Published in Mobiles

SK Hynix warns of smartphone chip slow down

by on24 April 2018


Off-set by server and high-end chip demand

SK Hynix has warned that there will be slower growth in smartphone chip sales this year but this would be offset somewhat by robust demand for server and other high-end chips.

Increasing signs of a maturing global smartphone market have fuelled expectations that last year’s boom in chip demand is moderating and so will earnings growth.

The South Korean chipmaker met market expectations with a 77 percent jump in first-quarter operating profit to $4 billion. That was short of last quarter’s best ever result, ending a run of four consecutive quarters of record profit.

TSMC warned last week of softer smartphone demand, cutting its revenue target and sending shares of key client Apple and as well as other chip firms lower, but like SK Hynix, the world’s No. 2 memory chip maker it was quick to stress it also had areas of strong growth up its sleeve.

SK Hynix head of DRAM marketing Sean Kim told an earnings briefing: “Although overall growth in smartphone sales will stagnate, China’s big four smartphone firms are leading the accelerated adoption of high-capacity chips.”

“As for servers, North American internet data centre firms as well as Chinese firms led by Baidu, Alibaba and Tencent are increasing investment."

Prices for DRAM chips, which help devices perform multiple tasks, have risen as servers, gaming PCs and cryptocurrency mining devices demand more firepower to process large amounts of streaming data.

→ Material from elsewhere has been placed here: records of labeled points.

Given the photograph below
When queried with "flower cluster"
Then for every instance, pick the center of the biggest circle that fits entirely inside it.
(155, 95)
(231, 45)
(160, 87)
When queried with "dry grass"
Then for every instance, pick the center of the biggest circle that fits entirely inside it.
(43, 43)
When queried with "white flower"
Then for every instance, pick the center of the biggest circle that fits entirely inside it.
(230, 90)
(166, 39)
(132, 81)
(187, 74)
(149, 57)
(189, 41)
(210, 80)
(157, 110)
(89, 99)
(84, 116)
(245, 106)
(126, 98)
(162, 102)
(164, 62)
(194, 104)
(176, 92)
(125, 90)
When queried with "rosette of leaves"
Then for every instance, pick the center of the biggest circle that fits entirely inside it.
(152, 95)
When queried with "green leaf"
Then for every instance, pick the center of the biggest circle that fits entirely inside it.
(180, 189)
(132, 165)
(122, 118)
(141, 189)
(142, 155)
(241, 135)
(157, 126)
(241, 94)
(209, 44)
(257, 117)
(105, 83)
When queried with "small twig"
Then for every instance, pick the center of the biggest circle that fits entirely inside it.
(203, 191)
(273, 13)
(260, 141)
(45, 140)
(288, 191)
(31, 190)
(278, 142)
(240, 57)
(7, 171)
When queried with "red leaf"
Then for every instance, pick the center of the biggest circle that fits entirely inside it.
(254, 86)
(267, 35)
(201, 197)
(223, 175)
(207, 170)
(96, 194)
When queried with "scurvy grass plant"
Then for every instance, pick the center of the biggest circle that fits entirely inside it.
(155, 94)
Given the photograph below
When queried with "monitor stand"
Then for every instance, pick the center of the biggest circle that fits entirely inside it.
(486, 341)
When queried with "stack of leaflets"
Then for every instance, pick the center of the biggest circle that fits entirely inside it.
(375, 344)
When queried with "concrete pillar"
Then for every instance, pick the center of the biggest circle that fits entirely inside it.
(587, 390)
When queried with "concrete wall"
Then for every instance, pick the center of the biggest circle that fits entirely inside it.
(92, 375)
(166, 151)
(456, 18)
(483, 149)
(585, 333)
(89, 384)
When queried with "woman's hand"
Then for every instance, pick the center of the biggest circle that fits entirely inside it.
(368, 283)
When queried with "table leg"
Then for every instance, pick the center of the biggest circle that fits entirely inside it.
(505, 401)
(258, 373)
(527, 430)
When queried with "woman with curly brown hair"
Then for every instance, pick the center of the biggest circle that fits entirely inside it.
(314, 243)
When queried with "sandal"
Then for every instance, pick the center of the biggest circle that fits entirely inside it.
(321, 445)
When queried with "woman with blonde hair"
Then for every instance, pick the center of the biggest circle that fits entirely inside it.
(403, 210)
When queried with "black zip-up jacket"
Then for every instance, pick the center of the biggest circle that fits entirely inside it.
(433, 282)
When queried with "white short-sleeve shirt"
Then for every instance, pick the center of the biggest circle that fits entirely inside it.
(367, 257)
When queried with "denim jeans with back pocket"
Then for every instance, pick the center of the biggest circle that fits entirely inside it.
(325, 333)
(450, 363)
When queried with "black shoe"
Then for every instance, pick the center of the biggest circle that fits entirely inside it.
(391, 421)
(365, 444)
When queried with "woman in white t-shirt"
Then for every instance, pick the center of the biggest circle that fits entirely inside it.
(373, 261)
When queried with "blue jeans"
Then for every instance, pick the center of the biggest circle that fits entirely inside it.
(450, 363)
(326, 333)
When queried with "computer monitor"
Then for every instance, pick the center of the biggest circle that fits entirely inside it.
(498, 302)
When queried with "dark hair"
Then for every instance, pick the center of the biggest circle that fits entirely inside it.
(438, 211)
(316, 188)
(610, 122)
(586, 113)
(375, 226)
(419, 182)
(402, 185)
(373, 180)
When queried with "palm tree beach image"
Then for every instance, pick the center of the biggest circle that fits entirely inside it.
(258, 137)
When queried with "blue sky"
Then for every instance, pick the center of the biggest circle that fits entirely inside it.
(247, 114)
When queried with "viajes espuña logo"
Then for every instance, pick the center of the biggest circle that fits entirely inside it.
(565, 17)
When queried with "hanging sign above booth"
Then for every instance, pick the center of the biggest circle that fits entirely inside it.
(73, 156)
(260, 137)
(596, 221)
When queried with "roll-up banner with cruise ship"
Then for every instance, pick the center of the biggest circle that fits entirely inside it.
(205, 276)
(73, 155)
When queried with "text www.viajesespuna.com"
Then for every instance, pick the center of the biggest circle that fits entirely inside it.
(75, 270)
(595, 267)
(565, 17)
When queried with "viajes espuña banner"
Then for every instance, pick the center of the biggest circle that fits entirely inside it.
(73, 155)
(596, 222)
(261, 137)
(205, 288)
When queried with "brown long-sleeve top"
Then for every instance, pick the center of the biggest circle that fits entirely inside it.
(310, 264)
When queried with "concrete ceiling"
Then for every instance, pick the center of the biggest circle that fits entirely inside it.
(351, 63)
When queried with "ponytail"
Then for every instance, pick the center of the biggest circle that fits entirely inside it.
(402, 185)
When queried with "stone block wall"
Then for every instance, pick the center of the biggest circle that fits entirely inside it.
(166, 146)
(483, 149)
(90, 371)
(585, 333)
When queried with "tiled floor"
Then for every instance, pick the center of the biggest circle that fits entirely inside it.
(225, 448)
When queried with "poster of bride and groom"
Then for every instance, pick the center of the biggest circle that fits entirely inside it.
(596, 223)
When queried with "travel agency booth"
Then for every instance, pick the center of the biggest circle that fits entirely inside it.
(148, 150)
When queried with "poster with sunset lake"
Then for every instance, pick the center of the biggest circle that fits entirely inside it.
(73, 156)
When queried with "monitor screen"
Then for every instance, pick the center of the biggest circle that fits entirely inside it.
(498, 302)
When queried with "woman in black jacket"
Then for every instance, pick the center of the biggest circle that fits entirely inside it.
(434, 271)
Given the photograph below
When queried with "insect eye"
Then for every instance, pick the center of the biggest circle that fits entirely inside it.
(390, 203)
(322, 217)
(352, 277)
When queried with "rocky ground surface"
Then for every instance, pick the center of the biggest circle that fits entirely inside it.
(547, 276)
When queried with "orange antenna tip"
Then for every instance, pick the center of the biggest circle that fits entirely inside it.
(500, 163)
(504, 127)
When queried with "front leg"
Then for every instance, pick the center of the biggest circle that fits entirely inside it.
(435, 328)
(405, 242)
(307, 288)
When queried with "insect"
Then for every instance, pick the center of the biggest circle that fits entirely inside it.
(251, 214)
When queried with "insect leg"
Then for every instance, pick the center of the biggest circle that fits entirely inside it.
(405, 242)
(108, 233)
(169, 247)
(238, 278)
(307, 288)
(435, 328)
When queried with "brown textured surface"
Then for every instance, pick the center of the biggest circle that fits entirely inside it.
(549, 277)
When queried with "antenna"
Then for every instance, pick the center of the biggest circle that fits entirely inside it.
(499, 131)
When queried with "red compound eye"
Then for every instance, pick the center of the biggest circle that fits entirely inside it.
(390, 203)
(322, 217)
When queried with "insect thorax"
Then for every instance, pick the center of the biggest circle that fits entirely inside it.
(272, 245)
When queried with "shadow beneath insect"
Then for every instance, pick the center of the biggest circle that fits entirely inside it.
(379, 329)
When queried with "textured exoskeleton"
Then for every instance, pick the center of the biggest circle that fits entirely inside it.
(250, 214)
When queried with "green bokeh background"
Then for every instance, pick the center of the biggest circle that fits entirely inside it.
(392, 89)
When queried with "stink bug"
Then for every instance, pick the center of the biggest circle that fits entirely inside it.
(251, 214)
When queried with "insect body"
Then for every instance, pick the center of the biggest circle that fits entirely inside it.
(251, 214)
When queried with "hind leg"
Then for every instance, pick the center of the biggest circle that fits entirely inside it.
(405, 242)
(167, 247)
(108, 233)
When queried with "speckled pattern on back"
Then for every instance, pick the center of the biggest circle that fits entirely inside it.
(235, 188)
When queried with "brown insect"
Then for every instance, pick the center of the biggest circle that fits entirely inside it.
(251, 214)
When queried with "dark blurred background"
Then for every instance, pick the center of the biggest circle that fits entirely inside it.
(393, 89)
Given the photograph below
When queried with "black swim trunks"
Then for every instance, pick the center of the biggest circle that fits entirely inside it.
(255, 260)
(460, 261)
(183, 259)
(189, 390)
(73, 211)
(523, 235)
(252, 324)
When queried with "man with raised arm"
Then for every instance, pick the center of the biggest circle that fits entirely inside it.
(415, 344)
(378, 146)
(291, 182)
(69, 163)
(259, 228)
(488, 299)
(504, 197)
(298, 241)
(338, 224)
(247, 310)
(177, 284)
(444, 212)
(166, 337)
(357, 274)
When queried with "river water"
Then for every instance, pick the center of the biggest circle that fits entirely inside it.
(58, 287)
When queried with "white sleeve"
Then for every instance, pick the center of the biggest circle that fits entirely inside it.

SK Hynix said growth for server DRAM chips was expected to outpace the overall DRAM market for the next two to three years, adding that compared to other chipmakers, server DRAM accounts for a bigger portion of its revenue.

Addressing concerns that DRAM prices could start to flatten out or even drop, the company said the industry needed to ramp up production capacity of multiple DRAM memory chips as currently supply was constrained by the technical difficulty of producing them.

Although prices for NAND chips, which provide long-term data storage, have fallen, SK Hynix said it did not expect supply to outstrip demand this year.